Phosphatidylinositol-3-kinase (PI3K) is a central mediator of all receptor tyrosine kinase-initiated signaling cascades, catalyzing the conversion of phosphatidylinositol (4,5)-biphosphate (PIP-2) into phosphatidylinositol (3,4,5)-triphosphate (PIP-3). One major effector of PI3K is the AKT kinase, which is activated upon PIP-3-mediated membrane recruitment and, in turn, phosphorylates an ever-growing list of target proteins, regulating key processes such as proliferation, survival, cell size, and mRNA translation (Figure 1). This process is counteracted by the PTEN tumor suppressor, which opposes PI3K activity by dephosphorylating PIP-3 to PIP-2. Heterozygous mutation of PTEN causes Cowden disease, a dominant genetic syndrome whose characteristics include an increased risk for developing breast, endometrial and thyroid cancer. Somatic deletions or mutations of PTEN have been identified in a large fraction (12-60%) of tumors, placing PTEN among the most commonly mutated genes in human cancer.
Our laboratory utilizes genetically engineered mice as model systems to dissect the genetic and biochemical events consequent to loss of PTEN that lead to the transition from normal to hyperplastic and neoplastic epithelium, in particular in the endometrium and the thyroid.
We have recently shown that loss of Pten in the mouse endometrium activates Akt, and results in increased phosphorylation of estrogen receptor alpha (ERa) on serine 167. ERa phosphorylation results, in turn, in the activation of this nuclear receptor both in vivo and in vitro, even in the absence of ligand, and in its increased ability to activate the transcription of several of its target genes.
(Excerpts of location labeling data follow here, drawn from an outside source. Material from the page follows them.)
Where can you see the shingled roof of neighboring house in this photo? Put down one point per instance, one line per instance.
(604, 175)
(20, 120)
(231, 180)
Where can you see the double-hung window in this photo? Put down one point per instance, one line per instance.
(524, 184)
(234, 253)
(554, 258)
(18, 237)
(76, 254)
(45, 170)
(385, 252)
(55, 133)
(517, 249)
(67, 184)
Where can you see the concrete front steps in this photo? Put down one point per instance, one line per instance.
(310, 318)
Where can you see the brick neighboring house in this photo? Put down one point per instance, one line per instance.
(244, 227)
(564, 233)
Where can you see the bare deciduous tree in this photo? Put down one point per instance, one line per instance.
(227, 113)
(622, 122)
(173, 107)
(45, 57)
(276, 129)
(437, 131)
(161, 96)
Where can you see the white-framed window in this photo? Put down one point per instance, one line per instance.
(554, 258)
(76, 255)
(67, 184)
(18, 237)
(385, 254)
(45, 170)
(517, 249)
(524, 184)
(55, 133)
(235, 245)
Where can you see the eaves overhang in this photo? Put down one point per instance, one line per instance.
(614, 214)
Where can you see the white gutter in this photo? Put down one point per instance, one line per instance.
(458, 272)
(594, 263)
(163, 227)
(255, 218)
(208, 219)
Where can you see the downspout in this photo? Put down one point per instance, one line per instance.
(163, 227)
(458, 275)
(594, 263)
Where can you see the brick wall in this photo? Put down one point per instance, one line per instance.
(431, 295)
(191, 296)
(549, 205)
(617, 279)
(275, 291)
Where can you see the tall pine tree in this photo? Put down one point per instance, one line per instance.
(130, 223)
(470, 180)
In fact, loss of Pten and activation of Akt result in vivo in a considerable increase in the mRNA levels of several estrogen target genes, suggesting that Akt-mediated phosphorylation of ERa can significantly enhance the receptor activity, and thus contribute to the initiation of the neoplastic process.
To gain insights into the role PTEN plays in thyroid function and disease, we have generated a mouse strain in which Cre-mediated recombination is utilized to specifically delete Pten in the thyrocytes. We found that Pten mutant mice develop diffuse goiter characterized by a significant increase in the thyrocyte proliferative index, which is more prominent in the female mice, and in increased cell density in the female thyroid glands. In addition, we have demonstrated that a large part of TSH-induced proliferation signals are funneled through the PI3K/AKT cascade. Although complete loss of Pten is not sufficient to cause invasive tumors, over two thirds of the mutant females develop follicular adenomas by 10 months of age, demonstrating that loss of Pten renders the thyroid highly susceptible to neoplastic transformation through mechanisms that include increased thyrocyte proliferation. Our findings show that constitutive activation of the PI3K/AKT cascade is sufficient to stimulate continuous autonomous growth, and provide novel clues to the pathogenesis of Cowden Disease and sporadic nontoxic goiter.